Prevalence of patients with pain at one, three, and six months is 24, 6, and 4 percent, respectively

THURSDAY, Feb. 1, 2018 (HealthDay News) — Many pediatric patients have persistent pain after common ambulatory surgeries, according to a study published online Jan. 20 in Pediatric Anesthesia.

Valeria Mossetti, from the Regina Margherita Children’s Hospital in Torino, Italy, and colleagues evaluated the prevalence of persistent pain after pediatric ambulatory surgery (elective hypospadias repair, herniorraphy, orchiopexy, and orthopedic surgery) at one, three, and six months as well as risk factors for persistent pain. The 350 patients who completed the study ranged in age from 1 month to 16 years.

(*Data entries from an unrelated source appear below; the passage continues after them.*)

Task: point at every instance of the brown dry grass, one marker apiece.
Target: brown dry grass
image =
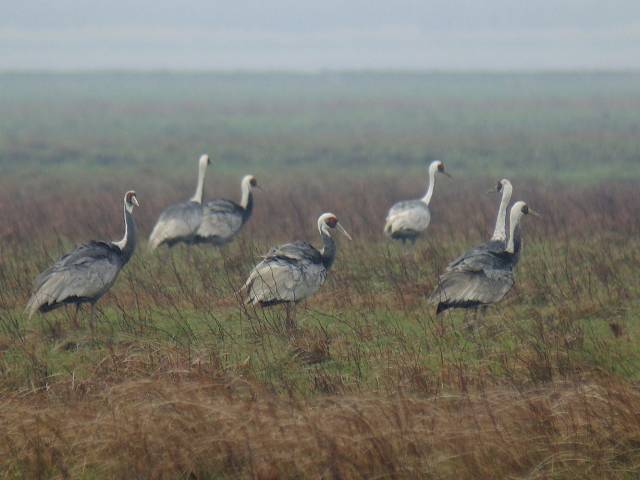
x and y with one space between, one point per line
192 426
185 384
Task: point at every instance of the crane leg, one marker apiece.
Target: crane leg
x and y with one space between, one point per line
93 320
75 316
290 321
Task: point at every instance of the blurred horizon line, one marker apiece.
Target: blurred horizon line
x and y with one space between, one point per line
320 71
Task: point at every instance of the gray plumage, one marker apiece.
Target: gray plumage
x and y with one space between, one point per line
88 272
498 241
180 222
294 271
222 219
406 220
482 277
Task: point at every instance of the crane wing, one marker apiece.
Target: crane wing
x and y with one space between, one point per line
469 288
296 251
177 223
410 216
86 273
221 220
277 279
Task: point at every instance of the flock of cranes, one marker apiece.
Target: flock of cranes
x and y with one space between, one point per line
291 272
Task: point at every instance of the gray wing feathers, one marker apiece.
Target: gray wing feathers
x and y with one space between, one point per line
75 275
177 223
411 216
277 279
296 251
221 221
485 287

The researchers found that 24 percent of the study participants experienced persistent pain at one month, 6 percent at three months, and 4 percent at six months. At all three time points, inguinal herniorraphy patients experienced significantly higher pain (35.6, 14.9, and 9.2 percent, respectively). At six months, there were neuropathic characteristics for the persistent pain, which frequently interfered with daily activities and sleep.

“We recommend questioning at follow-up visit about persistent pain and functional impairment with follow-up until resolution,” the authors write.